A higher ad rank naturally costs you more, so you should always check whether it generates enough ROI.
Conversion rate
All marketing expenditure is of course null and void without the corresponding conversion rate. Only when you can turn your campaign into clicks and ultimately sales will you be successful in the long term.
Compare which ads and keywords have the best conversion rates and what differences there are in the target groups.
An average conversion rate is between 2-4%, but this figure should be taken with a grain of salt. Specialized industries can have conversion rates of up to 30%.
If your conversion rate is significantly lower, you need to investigate the causes of the bounce rate. When is the purchase decision reversed? On the store page? During the payment process? The conversion rate optimization offers you an approach for optimization.

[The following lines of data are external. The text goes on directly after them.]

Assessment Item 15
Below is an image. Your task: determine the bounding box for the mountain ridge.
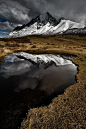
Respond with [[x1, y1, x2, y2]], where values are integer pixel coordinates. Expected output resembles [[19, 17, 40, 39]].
[[6, 12, 85, 38]]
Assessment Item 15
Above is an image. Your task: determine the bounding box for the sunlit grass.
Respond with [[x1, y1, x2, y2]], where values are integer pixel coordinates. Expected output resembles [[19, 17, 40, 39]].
[[0, 35, 86, 129]]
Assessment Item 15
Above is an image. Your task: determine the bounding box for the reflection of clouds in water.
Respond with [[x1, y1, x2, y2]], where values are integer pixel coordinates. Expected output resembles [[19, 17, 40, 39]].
[[0, 53, 77, 94]]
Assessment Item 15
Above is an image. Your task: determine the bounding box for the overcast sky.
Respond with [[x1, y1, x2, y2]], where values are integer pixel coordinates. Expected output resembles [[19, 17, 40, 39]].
[[0, 0, 86, 31]]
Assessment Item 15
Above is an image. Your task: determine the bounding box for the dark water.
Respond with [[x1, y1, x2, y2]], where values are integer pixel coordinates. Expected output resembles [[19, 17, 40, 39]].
[[0, 59, 77, 129]]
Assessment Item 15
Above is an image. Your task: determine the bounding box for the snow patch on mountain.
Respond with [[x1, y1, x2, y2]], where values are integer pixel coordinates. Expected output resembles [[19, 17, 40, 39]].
[[6, 13, 85, 38]]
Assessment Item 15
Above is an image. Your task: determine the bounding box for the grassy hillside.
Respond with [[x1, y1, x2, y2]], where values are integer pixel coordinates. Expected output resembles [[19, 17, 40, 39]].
[[0, 35, 86, 129]]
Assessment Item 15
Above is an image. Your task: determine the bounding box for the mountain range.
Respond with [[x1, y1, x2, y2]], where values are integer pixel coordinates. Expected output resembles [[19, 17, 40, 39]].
[[6, 12, 86, 38]]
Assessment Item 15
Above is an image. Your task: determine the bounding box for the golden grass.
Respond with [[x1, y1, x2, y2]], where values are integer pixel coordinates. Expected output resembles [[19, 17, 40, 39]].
[[0, 35, 86, 129]]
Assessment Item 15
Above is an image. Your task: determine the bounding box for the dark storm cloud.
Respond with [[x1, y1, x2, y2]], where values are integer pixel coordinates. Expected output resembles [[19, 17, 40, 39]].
[[0, 0, 86, 30]]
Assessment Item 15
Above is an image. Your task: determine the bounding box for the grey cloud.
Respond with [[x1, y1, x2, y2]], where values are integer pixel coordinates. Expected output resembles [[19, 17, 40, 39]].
[[0, 0, 86, 31], [0, 21, 21, 31]]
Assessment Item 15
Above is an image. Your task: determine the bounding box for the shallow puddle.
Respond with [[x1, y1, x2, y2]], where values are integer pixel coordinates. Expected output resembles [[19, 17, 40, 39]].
[[0, 54, 77, 129]]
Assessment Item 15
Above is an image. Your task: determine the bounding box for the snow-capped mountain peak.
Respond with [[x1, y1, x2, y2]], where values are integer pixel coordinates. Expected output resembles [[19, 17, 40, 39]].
[[6, 12, 85, 38]]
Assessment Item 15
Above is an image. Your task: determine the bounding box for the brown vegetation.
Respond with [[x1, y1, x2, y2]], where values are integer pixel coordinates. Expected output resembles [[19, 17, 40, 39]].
[[0, 35, 86, 129]]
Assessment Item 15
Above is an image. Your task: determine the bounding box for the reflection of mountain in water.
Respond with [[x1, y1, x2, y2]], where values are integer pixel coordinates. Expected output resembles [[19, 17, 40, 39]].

However, here too, a lower conversion rate with higher visitor numbers may not be particularly efficient, but still generates more profit due to the higher scatter value - especially if the margin per conversion is correspondingly high.
Cost per conversion
Marketing budgets across all industries usually have one thing in common: they are never as high as they should be. It is therefore important to optimize all campaigns for cost per conversion. A good cost per conversion is also very much dependent on your company and conversions. If you sell a product for €10, a cost per conversion of €40 is obviously not a good value. The greater your conversion value (and the greater your margin), the higher the cost per conversion can be.
Learning to use smart bidding - new metrics make Google Ads even more flexible
With the new Google Ads metrics, you have even more opportunities to target your campaigns in a more sophisticated and detailed way. The new metrics include device, location, day of the week, time of day and keyword.
With the right bidding signals, you have an even better chance of converting search queries into conversions. Device and location are particularly important indicators for local commerce, as they allow you to target customers in the vicinity and make them offers. The day of the week also allows for more refined bidding strategies, both for local and international offers.
Restaurants can advertise their lunch menu or even send out discount codes defined by time and location, digital services can be more closely aligned with the time of day. Customers are more likely to see entertainment offers in the evening, the longing for long-distance travel is awakened on the way to work - the possibilities of these new signals are diverse and customers can also enjoy more relevant Google Ads.
Google Ads is not an island
However, there is one important mistake you should never make when dealing with Google Ads and that is viewing your marketing campaigns as a closed microcosm. Especially if the click-through rate is actually delivering promising results and your ad rank is right, but conversions are failing, you should broaden your perspective.
Is the landing page really up to date? How easy is it for customers to get to the desired product after clicking? Are there any major discrepancies between the campaign and the landing page?
Not for nothing is the Keyword Quality Score one of the most important indicators for Google Ads. This key figure looks at the click rate, ad relevance and quality of the target page. Even well-functioning campaigns can fail here if their content is misleading, for example.
To give a negative example: a site that wants to sell an eBook places ads for a popular keyword such as "lose weight quickly". However, the page itself is disastrously designed, offers only poor stock photos and before the content has even loaded, the user's email is to be tapped. This is of course an extreme example, but it shows very nicely how important technical and qualitative SEO measures are in SEA.
With Google Ads metrics, however, you have full control over your campaigns and can compare successes and failures, increase bids and realign ads. You should definitely take advantage of these diverse opportunities.